Birings and plethories of integer-valued polynomials

TL;DR

This paper explores the algebraic structures called birings and plethories related to integer-valued polynomials over certain rings, establishing conditions under which these structures exist and examining their properties.

Contribution

It introduces the concept of $A$-$B$-birings and $A$-plethories in the context of integer-valued polynomials, and identifies conditions for their existence over specific domains.

Findings

The structure of $Int(D)$ as an $A$-plethory is established under certain conditions.

The natural homomorphism $ heta_n$ is an isomorphism for all $n$ in specific classes of domains.

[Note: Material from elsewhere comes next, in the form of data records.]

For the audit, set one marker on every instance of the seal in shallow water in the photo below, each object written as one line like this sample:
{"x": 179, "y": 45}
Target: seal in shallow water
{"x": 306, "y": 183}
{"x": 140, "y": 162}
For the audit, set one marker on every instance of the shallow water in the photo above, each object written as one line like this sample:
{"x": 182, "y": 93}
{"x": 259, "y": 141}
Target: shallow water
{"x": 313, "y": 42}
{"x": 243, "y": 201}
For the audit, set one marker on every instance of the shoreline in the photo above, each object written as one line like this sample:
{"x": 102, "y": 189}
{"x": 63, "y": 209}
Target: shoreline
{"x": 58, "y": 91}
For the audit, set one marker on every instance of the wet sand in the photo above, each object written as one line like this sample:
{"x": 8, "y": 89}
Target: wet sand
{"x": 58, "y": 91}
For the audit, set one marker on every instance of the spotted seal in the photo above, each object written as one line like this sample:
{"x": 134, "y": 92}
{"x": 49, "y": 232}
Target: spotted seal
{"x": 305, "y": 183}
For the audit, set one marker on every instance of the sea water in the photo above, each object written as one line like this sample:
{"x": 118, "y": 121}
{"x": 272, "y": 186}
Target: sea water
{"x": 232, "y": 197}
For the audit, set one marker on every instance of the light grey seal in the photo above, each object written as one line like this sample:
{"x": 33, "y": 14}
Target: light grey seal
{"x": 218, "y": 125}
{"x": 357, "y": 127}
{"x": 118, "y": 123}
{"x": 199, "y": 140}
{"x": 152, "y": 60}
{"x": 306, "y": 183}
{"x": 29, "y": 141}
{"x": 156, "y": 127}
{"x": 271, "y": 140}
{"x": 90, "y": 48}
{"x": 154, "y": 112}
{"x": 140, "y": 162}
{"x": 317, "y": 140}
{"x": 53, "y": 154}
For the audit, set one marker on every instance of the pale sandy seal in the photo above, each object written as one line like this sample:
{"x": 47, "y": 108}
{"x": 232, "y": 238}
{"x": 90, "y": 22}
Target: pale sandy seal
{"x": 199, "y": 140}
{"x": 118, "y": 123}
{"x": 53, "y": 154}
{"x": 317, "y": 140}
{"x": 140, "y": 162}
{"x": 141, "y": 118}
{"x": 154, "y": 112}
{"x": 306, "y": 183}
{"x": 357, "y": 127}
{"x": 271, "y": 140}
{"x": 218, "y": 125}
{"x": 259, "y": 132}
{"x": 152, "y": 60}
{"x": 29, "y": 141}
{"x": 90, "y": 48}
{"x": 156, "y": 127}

The functor $Hom_D(Int(D),-)$ is examined as a potentially new object in the theory of integer-valued polynomials.

Abstract

Let $A$ and $B$ be commutative rings with identity. An {\it $A$-$B$-biring} is an $A$-algebra $S$ together with a lift of the functor $Hom_A(S,-)$ from $A$-algebras to sets to a functor from $A$-algebras to $B$-algebras. An {\it $A$-plethory} is a monoid object in the monoidal category, equipped with the composition product, of $A$-$A$-birings. The polynomial ring $A[X]$ is an initial object in the category of such structures. The $D$-algebra $Int(D)$ has such a structure if $D = A$ is a domain such that the natural $D$-algebra homomorphism $\theta_n: {\bigotimes_D}_{i = 1}^n Int(D) \longrightarrow Int(D^n)$ is an isomorphism for $n = 2$ and injective for $n \leq 4$. This holds in particular if $\theta_n$ is an isomorphism for all $n$, which in turn holds, for example, if $D$ is a Krull domain or more generally a TV PVMD. In these cases we also examine properties of the functor $Hom_D(Int(D),-)$ from $D$-algebras to $D$-algebras, which we hope to show is a new object worthy of investigation in the theory of integer-valued polynomials.